In un cerchio che tutti noi, volenti o nolenti, abbiamo percorso, chi una, chi trecento volte, chi continua a percorrerlo all’infinito (e, badate, non è una critica), si susseguono eventi ed emozioni, illustrandoci un punto di vista che per così tanto abbiamo ritenuto il più lontano da noi, quello di Dio (e di suo padre), e che invece Maicol & Mirco insiste, e ha ragione da vendere, dovrebbe essere il più vicino.

C’è una naturalezza nel creare, che perdona qualsiasi difetto di fabbrica: Creare non è mai sbagliato. In questa interpretazione Dio, e quindi l’uomo per l’identità di cui sopra, è un animale creativo, che dovrebbe accettarsi e provare un po’ meno (o nessun) senso di colpa per tutto ciò che crea: un quadro, un racconto, una vita, un figlio. E questo è soltanto uno dei tanti livelli di lettura. Si è un po’ bambini, quando si crea, e quando si è bambini si sta creando se stessi. È difficile rispettare la marea di aspettative che ci circonda, che siano nostre o altrui, e creare è crescere, accettare… pure. Anche quando non ci sembra che siamo ancora pronti, anche quando è l’universo a spingerci a cambiare, con il suo crudele meccanismo di entropia.

Tornando ancora sullo stile grafico, è stupefacente come pochi tratti riescano a farci “sentire a casa”, talvolta, e in questo il graphic novel di Maicol & Mirco è maestro. Oltretutto, ci serve 960 pagine a ritmo di sfogliata altissimo. Quasi tutte doppie splash page, oppure splash singole (motivo per cui è stra-consigliata la lettura su carta), sempre con al massimo un paio di battute, e spesso nessuna. Praticamente, si legge come i fogli che compongono un cartone animato. Narrativamente, non manca davvero niente, e il messaggio è così catartico che rischia di far male, in un senso che più positivo non potrebbe essere. Non manca niente, e arrivati alla fine (in tempo da record, ve lo assicuriamo) ne vorrete ancora.

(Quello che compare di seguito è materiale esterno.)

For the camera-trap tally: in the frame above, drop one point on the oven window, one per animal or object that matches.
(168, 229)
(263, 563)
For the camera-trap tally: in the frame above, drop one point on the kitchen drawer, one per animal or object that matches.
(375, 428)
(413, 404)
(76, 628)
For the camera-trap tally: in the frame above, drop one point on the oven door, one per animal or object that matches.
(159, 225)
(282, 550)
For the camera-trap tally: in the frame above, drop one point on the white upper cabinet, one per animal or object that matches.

Il Papà di Dio è coraggioso, ambizioso, unico. E importante. Si vede che lo è per l’autore, probabilmente leggendolo o, una volta finito, rimettendolo a posto, sentirete che lo è anche per voi. Da Maicol & Mirco, che non ha fatto altro che creare senza avere un secondo di paura, non poteva arrivare dono migliore di un grido armonico, prolungato ed entusiasta, che canta la bellezza dietro all’errore, dietro al creato, quello con la c minuscola, e al Creato, con la C maiuscola.

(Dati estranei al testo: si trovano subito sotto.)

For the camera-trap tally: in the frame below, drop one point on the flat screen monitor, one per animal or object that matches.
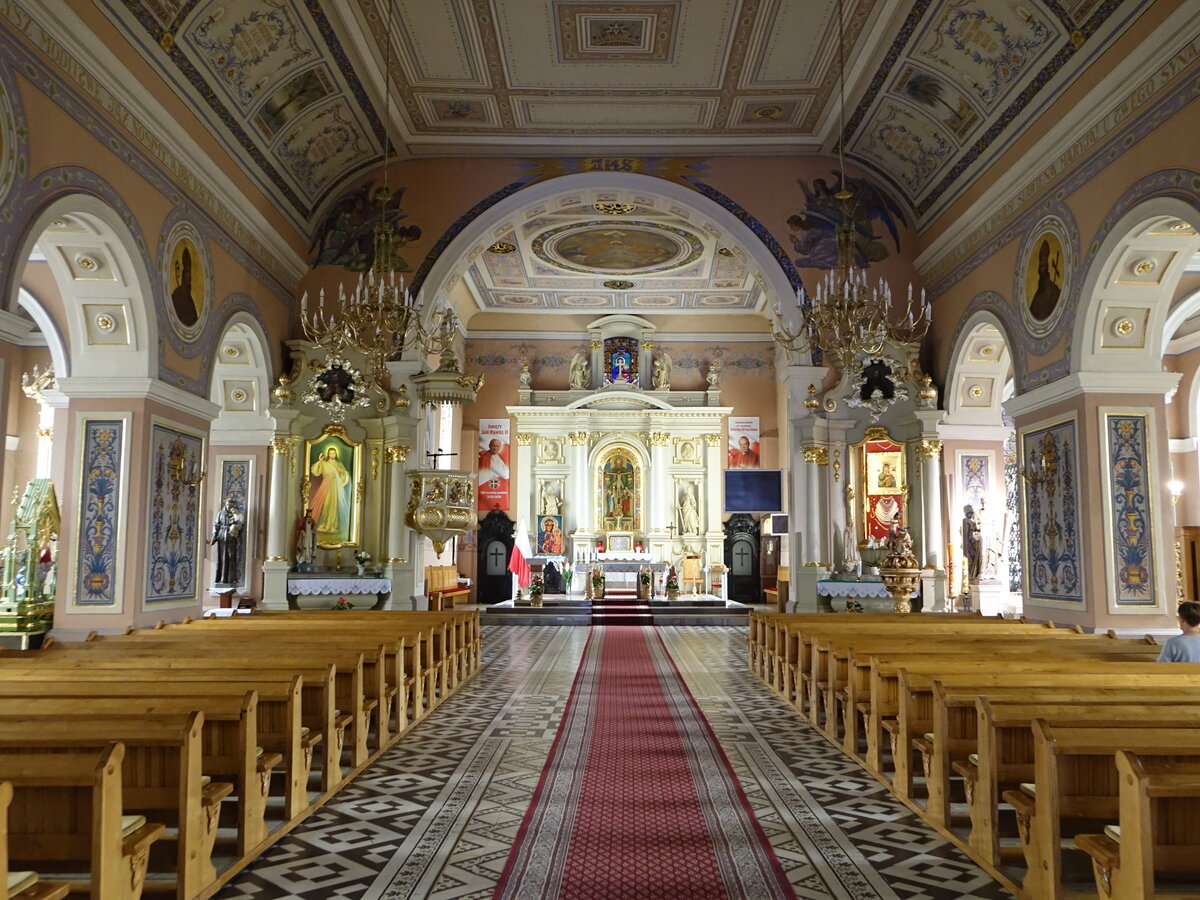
(754, 490)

Che poi, alla fine, saranno così diversi?

Il Papà di Dio - Recensione
Il Papà di Dio è un fumetto davvero, davvero bello. Per la disinvoltura, pure delicata, con cui tratta temi profondi, universali, in maniera originale e ambiziosa, senza sbagliare un colpo. Lo stile è quello cui Maicol & Mirco ci ha abituati, ma anche se non lo conoscete non ci metterà più di due minuti a entrarvi dentro, come il fratello che rivedete dopo anni. La storia racconta di una famiglia, del creare, del rispettare aspettative, del crescere, dell'affrontare il dolore e di come tutto questo, alla fine, sia sempre e comunque un processo necessario, naturale, in cui riconoscersi e, magari, sorridere.